Australian telecommunications firm Telstra used RFID to track 12,800 mobile phones from a Sydney distribution center to six stores around the country, and estimates full deployment will lead to AU$4 million in annual savings.

By Dave Friedlos

June 30, 2009—Australian telecommunications company Telstra has completed an RFID trial that, if rolled out across its 130 retail outlets, could save the firm up to AU$4 million (US$3.2 million) in annual labor costs and product shrinkage. In the three-month trial—one of the country's largest item-level trials—Telstra tagged the packaging of 12,800 mobile phones, then tracked them from its Sydney distribution center (DC) to six retail outlets around the nation.

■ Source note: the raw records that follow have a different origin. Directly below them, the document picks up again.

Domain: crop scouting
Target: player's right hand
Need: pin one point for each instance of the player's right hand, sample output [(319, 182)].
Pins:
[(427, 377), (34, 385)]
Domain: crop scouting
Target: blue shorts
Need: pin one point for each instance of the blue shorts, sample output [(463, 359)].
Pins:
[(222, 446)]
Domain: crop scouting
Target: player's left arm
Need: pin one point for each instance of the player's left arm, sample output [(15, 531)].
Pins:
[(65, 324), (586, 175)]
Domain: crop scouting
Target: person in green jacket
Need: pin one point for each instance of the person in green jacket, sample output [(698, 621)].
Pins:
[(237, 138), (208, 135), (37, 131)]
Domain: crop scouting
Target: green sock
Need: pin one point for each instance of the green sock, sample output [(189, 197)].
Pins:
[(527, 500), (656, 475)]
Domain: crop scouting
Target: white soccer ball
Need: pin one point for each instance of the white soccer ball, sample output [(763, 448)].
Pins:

Using the RFID system, Telstra indicates that it improved its inventory accuracy through increased visibility from 65 percent to 99 percent. The company also reduced the time it spent receiving goods by 75 percent, the time spent on stock-taking by 50 percent and the time spent searching for missing items by 50 percent. The reduction in shrinkage, combined with labor savings generated by the reduced time spent taking stock that will free up staff members to serve customers on the sales floor, is expected to save the company up to $4 million per year.

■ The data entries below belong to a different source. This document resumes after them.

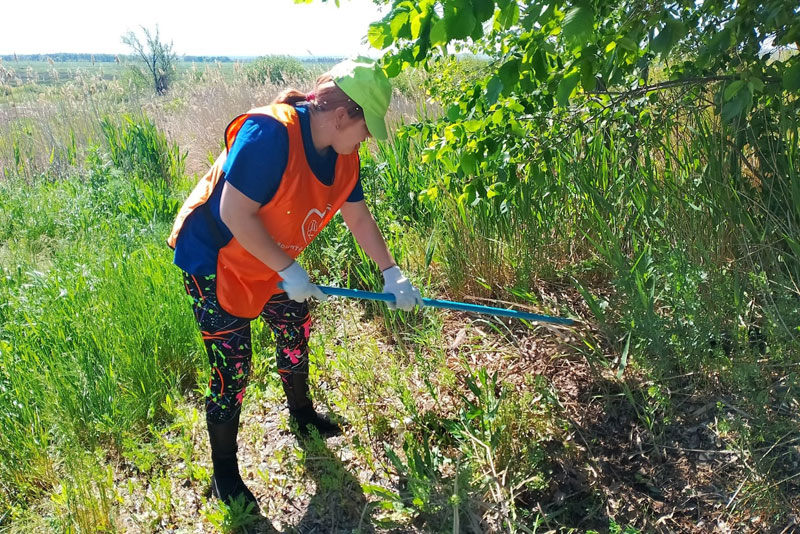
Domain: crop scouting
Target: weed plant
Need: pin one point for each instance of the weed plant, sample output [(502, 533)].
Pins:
[(686, 259)]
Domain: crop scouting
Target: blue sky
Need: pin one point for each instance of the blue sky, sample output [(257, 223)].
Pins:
[(199, 27)]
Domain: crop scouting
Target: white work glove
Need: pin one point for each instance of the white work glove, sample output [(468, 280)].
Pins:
[(298, 286), (406, 296)]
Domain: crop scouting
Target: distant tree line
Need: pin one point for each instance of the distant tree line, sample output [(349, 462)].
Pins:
[(61, 57), (102, 58)]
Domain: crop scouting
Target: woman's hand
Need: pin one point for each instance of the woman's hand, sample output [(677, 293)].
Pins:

Telstra tagged the packaging of 12,800 mobile phones, then tracked them from its Sydney distribution center (DC) to six retail outlets around the nation.
Telstra Enterprise & Government, the firm's network-based solutions and services arm, developed the system and could roll it out across Telstra's retail stores as early as next year.

Julien Marchand, Telstra's project manager, says the trial—first proposed by the company in 2006 (see Telstra Takes On Two RFID Trials)—was held between October 2008 and February 2009. Miami-based supply chain management firm Brightstar, which manages Telstra's DC, had approached Telstra's retail arm, urging it to trial RFID to improve visibility within the supply chain. "The main reason given," Marchand says, "was to reduce the loss of mobile phones in the supply chain, and shrinkage at Telstra retail stores."

In 2007, the total value of retail shrinkage in Australia was AU$2.26 billion (US$1.8 billion), an average shrinkage rate of 1.39 percent of sales. Since phones are high-value items—with Telstra's ranging in price from AU$150 (US$121) to AU$1,000 ($805)—better supply chain visibility could reduce shrinkage.